= Biological Stain Commission =

The Biological Stain Commission (BSC) is an organization that provides third-party testing and certification of dyes and a few other compounds that are used to enhance contrast in specimens examined in biological and medical laboratories.

The BSC is a century-old organization well known to many thousands of scientists, worldwide but especially in North America, who buy BSC-certified stains for staining microscopic preparations and for making selective culture media for bacteria. Manufacturers and other vendors submit samples from their batches of dyes to the BSC's independent laboratory in Rochester, New York. The BSC's certification label on a bottle of dye indicates that the contents are from a batch that passed the tests for chemical purity and for efficacy as a biological stain. These tests are published (Penney et al. 2002a). Changes to tests and additions to the list of stains eligible for certification are published from time to time in Biotechnic & Histochemistry and are summarized on the commission's web site. A BSC-certified stain rarely costs more than a non-certified one with the same name.

The BSC is a non-profit organization, incorporated in the State of New York, for the purpose of ensuring a supply of high quality stains (mostly dyes) for use in biological and medical laboratories. Its origins date from 1922, when vendors of biological stains in the USA had exhausted their stocks of pre-war dyes imported from Germany. American dye manufacturers at that time were unable to produce products that were consistently reliable in histological microtechnique and bacteriology (Conn 1980–1981; Penney 2000).

The commission's testing laboratory was initially at the Agriculture Experimental Station in Geneva, NY, directed by Harold J. Conn. Since 1947 the laboratory has been located at the University of Rochester Medical College, Rochester, NY. Currently 57 individual dyes and about 5 mixtures of different dyes are eligible for testing and certification by the BSC. The assays and other tests used in the commission's laboratory are all published, making the required standards known to both vendors and users of biological stains (Penney et al. 2002a,b). The commission's web site includes instructions for submitting samples of stains for testing and certification.

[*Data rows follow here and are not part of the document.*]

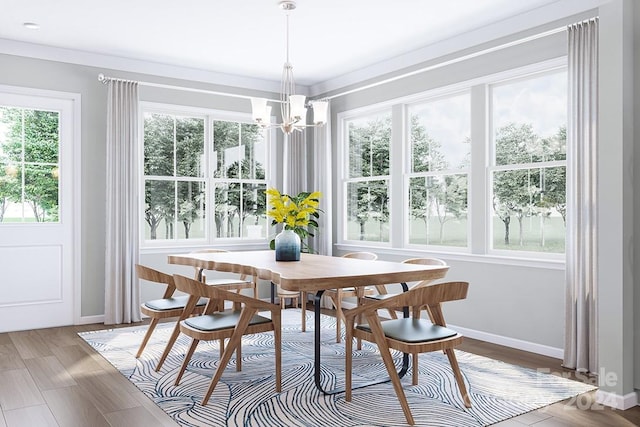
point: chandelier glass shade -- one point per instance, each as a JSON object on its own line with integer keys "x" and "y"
{"x": 293, "y": 107}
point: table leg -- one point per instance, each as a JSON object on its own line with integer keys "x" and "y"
{"x": 317, "y": 359}
{"x": 273, "y": 293}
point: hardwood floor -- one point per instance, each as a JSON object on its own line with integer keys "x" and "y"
{"x": 51, "y": 377}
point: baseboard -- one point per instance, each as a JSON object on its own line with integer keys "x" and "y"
{"x": 617, "y": 401}
{"x": 544, "y": 350}
{"x": 541, "y": 349}
{"x": 87, "y": 320}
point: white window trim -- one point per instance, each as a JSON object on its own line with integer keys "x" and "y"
{"x": 232, "y": 244}
{"x": 479, "y": 236}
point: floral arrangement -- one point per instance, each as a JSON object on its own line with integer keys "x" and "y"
{"x": 298, "y": 213}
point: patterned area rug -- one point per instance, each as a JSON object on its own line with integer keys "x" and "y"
{"x": 498, "y": 390}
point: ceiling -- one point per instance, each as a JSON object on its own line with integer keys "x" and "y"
{"x": 246, "y": 38}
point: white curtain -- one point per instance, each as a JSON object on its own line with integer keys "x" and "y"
{"x": 580, "y": 350}
{"x": 322, "y": 174}
{"x": 122, "y": 292}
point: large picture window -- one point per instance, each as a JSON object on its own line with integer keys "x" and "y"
{"x": 529, "y": 121}
{"x": 477, "y": 168}
{"x": 204, "y": 178}
{"x": 29, "y": 165}
{"x": 367, "y": 182}
{"x": 440, "y": 141}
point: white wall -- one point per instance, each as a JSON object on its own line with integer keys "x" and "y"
{"x": 35, "y": 73}
{"x": 509, "y": 302}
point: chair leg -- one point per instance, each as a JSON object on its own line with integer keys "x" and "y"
{"x": 169, "y": 346}
{"x": 303, "y": 299}
{"x": 458, "y": 375}
{"x": 339, "y": 316}
{"x": 187, "y": 358}
{"x": 348, "y": 363}
{"x": 147, "y": 335}
{"x": 277, "y": 336}
{"x": 239, "y": 358}
{"x": 234, "y": 344}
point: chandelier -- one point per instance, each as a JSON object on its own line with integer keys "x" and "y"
{"x": 292, "y": 107}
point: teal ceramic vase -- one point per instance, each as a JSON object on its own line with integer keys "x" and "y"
{"x": 287, "y": 246}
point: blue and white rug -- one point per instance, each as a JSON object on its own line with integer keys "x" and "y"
{"x": 498, "y": 390}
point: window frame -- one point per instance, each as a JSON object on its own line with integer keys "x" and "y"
{"x": 479, "y": 178}
{"x": 345, "y": 180}
{"x": 210, "y": 115}
{"x": 408, "y": 174}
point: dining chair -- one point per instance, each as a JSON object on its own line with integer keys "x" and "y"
{"x": 227, "y": 283}
{"x": 170, "y": 305}
{"x": 420, "y": 261}
{"x": 337, "y": 295}
{"x": 229, "y": 324}
{"x": 284, "y": 294}
{"x": 411, "y": 335}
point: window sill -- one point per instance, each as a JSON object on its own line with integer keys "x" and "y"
{"x": 403, "y": 253}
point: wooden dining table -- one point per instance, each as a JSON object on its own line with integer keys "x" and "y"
{"x": 313, "y": 274}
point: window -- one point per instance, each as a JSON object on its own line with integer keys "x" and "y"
{"x": 529, "y": 120}
{"x": 367, "y": 182}
{"x": 29, "y": 151}
{"x": 205, "y": 177}
{"x": 440, "y": 140}
{"x": 476, "y": 167}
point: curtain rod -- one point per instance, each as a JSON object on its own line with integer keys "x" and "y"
{"x": 449, "y": 62}
{"x": 104, "y": 79}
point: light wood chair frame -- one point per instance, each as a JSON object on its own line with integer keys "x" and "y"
{"x": 249, "y": 307}
{"x": 233, "y": 284}
{"x": 157, "y": 277}
{"x": 337, "y": 295}
{"x": 418, "y": 261}
{"x": 432, "y": 296}
{"x": 226, "y": 283}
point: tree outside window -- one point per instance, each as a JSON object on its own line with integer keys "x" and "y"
{"x": 182, "y": 193}
{"x": 440, "y": 154}
{"x": 529, "y": 172}
{"x": 367, "y": 183}
{"x": 29, "y": 168}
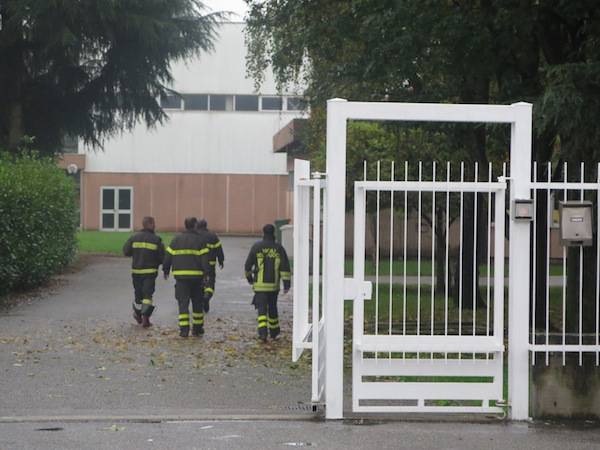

Since 1925 the BSC has published a scientific journal, named Stain Technology until 1991, when the name was changed to Biotechnic & Histochemistry. Currently with eight issues per year, the journal carries peer-reviewed papers in a wide range of biological disciplines. These have included studies of many classical and modern staining techniques (see Gray 1954. Kiernan 2015) including results of the BSC's collaborations with academic institutions. In recent years, together with Colour Science Analytical at the University of Leeds, UK, the BSC is trying to identify several dyes sold with the name "alcian blue", none of which are the textile dye that had that name in the 1950s and 1960s (Ali et al 2022).

Biological Stains, a book about the chemistry, testing and applications of dyes and other colorants in biology and medicine, has been published by the BSC since 1925. The first seven editions (1925-1961) were by H. J. Conn. The eighth and ninth editions (1969, 1977), retitled Conn's Biological Stains, were by Ralph Dougall Lillie, who added many dyes and chromogenic reagents and provided extensive tables of data for classification, nomenclature and solubilities of dyes. The tenth and most recent edition of the book (edited by Horobin & Kiernan 2002) has 28 chapters by multiple authors; 18 are by Horobin alone.

The BSC has also sponsored three editions of History of Staining, originally by Conn and later by Clark and Kasten (1983).

Education about stains is another mission of the BSC. Questions sent in by way of the BSC's website are passed on to appropriate experts and answered privately by email, usually within a few days. This free service provides confidential information to users, vendors and manufacturers, and also informs the BSC about current problems.

In December 2018 the BSC added to its website an online glossary of hundreds of words and short phrases used in the field of biological staining. This was revised and enlarged in 2021 and 2023.

The annual meetings of the BSC are usually held on the first or second weekend in June, in cities easily accessible by air from major centers in North America and Europe. These meetings include scientific sessions with presentations by invited speakers in such disciplines as cancer biology, neuroscience, pathology and plant sciences. There are also informal presentations and exchanges of information among academic biologists, medical scientists, pathologists, and representatives of companies that manufacture and sell biological stains. The invited presentations planned for meetings in 2020 and 2021 were postponed because of the Covid-19 pandemic. The 2023 Symposium, held in Rochester NY, marked the Commission's centennial year.